IMO, an 11 year old is old enough to handle a conversation like this, with you and DH together and showing a united front, but DH doing all the talking:

Son, I understand that you don't see invisible, or DD's as part of your family, and you're not really sure about me. I want you to know it's OK, we understand. This must be really difficult for you.

I want you to know, you don't have to think of them as family.... it's OK if you just think of us as friends of your family that you visit with sometimes, until you are ready for something different.

So, we're not going to pressure you to be part of our family. That's too much for you right now. You will be considered a guest in our home.
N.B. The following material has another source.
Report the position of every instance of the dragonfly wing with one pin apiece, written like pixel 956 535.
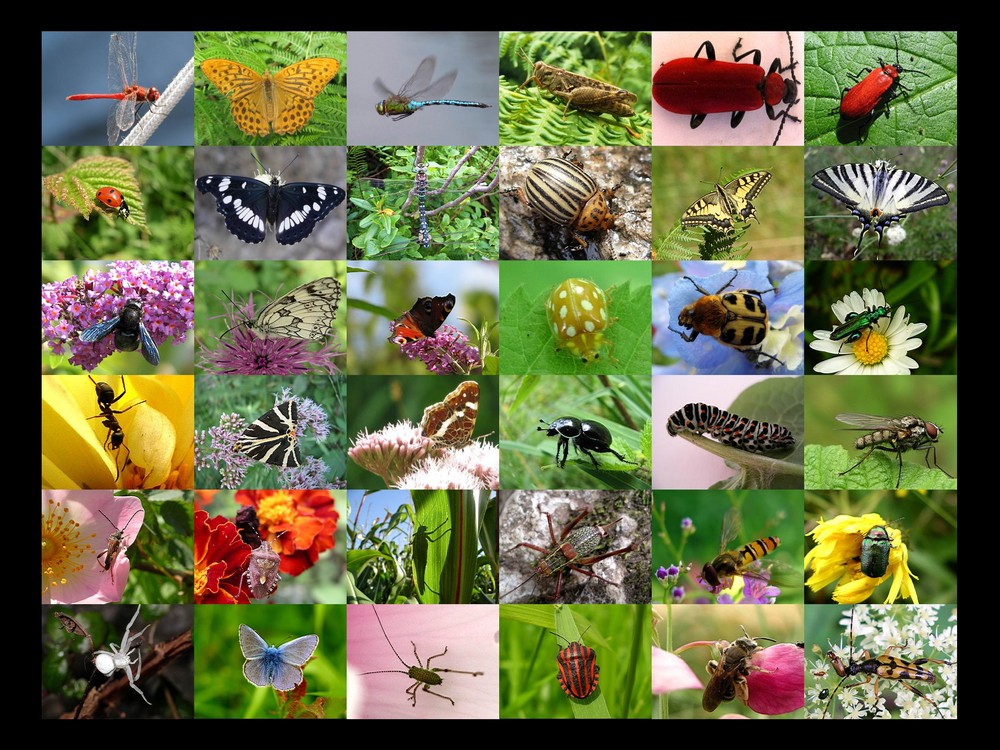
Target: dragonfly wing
pixel 420 78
And in order for everyone to be safe and enjoy themselves, I have set some expectations for how our family treats guests, and how guests are expected to behave.

Then start with where he will sleep, that your home does not have a maid service.

Then explain to him how he is to be on his best behavior when he is a guest in someone's home.

knucklehead's picture

I would imagine that skids often don't view steps as "their family" much in the same way that SM's don't consider skids "their family."

LilyBelle's picture

Whatever you do, take care of yourself, your marriage, and your kids!!

Don't let a stepchild's emotional issues cause strife in your life.